As mentioned above, mGluR5 dysfunction has been implicated in models of disease, including depression and addiction. In this work, effects of ketamine treatment on mGluR5 were examined. However, in order to fully elucidate the pathways by which these ketamine-induced effects are clinically therapeutic, a greater understanding about both the role of mGluR5 in these diseases and the downstream effects of mGluR5 modulation are required. Imaging studies such as this would be useful for this purpose, both shedding light on pathophysiology as well as potentially aiding in development of novel therapeutics.

Limitations of this study include: (1) Determination of Mechanism. This study is the first to demonstrate an effect of ketamine administration on [¹¹C]ABP688 binding in humans. However, the mechanism by which this binding reduction occurs remains to be determined. For this reason, it is difficult to assess the cause of the inter-subject variation in ketamine response. Although this variation may be due to individual differences in glutamate release following ketamine administration, as has been previously observed (21), further studies are needed to assess this possibility. (2) No placebo group. All of the subjects were aware they were being administered ketamine and of ketamine's effects, and thus their subjective reports may have been influenced accordingly. However, as this study establishes the proof of concept, future studies can be conducted with a placebo group. Further, with the paradigm established, future studies could be performed in a depressed population, in which mGluR5 binding changes can be associated with response (to either ketamine or placebo). (3) Potential dynamic effects of ketamine that alter tracer delivery and washout. The kinetic modeling used assumes equilibrium conditions (60); however, blood pressure and heart rate were transiently elevated during ketamine administration. Further, ketamine has been shown to induce blood flow elevations in frontal regions (70-72), as measured with fMRI, although the reported effect was not large and localized to a few regions. A similar effect was observed in the current study, with a region-dependent increases in tracer delivery (K₁) throughout the brain. Despite this, we did not detect significant changes in clearance between scans. Further, potential ketamine-induced changes (e.g. metabolism) are accounted for using the outcome measure V_T through the use of the metabolite-corrected arterial input function.

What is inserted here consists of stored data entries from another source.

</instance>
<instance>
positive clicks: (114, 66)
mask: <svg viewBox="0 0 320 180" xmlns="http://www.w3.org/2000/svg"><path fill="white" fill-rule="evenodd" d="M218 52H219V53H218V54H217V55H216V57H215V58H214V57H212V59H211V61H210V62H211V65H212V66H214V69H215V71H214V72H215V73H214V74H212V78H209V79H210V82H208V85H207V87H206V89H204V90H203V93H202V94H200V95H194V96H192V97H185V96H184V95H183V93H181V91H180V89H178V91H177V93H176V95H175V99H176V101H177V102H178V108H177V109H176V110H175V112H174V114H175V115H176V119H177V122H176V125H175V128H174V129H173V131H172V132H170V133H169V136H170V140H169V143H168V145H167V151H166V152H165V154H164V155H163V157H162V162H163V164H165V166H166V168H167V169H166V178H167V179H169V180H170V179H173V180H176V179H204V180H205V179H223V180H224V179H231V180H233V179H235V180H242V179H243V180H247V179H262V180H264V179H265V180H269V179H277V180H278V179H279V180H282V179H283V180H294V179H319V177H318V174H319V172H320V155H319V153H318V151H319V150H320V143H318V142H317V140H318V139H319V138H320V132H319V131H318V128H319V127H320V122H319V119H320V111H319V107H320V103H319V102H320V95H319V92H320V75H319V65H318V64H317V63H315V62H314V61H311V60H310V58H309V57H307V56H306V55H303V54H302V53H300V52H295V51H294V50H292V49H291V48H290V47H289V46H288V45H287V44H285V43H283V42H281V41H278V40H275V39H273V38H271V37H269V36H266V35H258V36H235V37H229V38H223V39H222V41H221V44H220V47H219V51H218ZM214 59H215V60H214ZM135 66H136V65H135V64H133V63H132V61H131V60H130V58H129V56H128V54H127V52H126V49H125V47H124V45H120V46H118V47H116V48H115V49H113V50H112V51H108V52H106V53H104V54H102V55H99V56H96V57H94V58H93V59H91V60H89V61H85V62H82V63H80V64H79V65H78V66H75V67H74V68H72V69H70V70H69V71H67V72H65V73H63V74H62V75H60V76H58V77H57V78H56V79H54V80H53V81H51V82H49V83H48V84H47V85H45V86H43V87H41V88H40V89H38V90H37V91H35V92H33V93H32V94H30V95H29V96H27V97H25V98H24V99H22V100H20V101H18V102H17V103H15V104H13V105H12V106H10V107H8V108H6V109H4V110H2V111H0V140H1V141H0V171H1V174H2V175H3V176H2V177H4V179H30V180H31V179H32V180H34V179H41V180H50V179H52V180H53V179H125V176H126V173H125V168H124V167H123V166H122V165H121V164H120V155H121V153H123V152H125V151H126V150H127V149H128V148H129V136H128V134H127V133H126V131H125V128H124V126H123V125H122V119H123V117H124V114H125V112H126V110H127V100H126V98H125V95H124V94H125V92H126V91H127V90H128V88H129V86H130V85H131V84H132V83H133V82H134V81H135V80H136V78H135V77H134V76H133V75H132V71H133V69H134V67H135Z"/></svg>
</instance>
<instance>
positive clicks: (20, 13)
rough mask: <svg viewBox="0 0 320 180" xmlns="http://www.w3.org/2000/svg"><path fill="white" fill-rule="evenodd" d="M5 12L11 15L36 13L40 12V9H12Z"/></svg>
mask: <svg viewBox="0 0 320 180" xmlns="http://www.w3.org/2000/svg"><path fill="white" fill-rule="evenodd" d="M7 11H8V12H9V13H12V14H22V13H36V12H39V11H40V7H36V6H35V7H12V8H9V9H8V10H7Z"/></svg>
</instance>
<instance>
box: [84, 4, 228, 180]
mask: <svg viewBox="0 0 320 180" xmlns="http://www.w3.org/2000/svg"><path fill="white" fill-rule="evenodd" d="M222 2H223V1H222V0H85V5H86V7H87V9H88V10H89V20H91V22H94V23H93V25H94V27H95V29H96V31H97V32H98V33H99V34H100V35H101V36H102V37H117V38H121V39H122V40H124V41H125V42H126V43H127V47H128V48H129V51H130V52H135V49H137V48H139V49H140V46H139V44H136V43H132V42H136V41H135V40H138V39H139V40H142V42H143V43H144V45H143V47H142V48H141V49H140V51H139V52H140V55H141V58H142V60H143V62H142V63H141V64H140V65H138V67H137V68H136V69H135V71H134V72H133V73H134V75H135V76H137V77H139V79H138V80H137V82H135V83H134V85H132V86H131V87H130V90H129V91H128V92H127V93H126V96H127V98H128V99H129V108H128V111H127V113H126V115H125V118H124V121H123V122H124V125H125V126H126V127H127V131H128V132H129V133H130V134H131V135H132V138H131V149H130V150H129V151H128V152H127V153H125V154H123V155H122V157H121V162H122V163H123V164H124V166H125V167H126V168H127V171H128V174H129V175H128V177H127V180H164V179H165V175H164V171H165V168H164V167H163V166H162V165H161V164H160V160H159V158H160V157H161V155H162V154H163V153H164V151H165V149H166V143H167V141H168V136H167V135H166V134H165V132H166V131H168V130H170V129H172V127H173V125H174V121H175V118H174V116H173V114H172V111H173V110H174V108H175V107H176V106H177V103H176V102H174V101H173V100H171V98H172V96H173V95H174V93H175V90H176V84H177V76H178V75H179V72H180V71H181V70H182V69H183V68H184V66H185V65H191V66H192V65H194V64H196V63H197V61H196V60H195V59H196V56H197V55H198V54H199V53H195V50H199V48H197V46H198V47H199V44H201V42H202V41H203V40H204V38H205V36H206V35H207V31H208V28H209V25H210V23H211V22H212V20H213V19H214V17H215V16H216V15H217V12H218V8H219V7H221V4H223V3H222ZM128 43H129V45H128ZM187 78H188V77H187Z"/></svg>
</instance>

In conclusion, we developed a paradigm to measure ketamine-induced changes in [¹¹C]ABP688 binding in vivo in human subjects, which may reflect increases in endogenous glutamate. This finding raises the possibility that this pharmaco-PET paradigm may be a useful approach for characterizing changes in regional brain glutamate release, a potentially important new strategy for studying the neurobiology and treatment of neuropsychiatric disorders.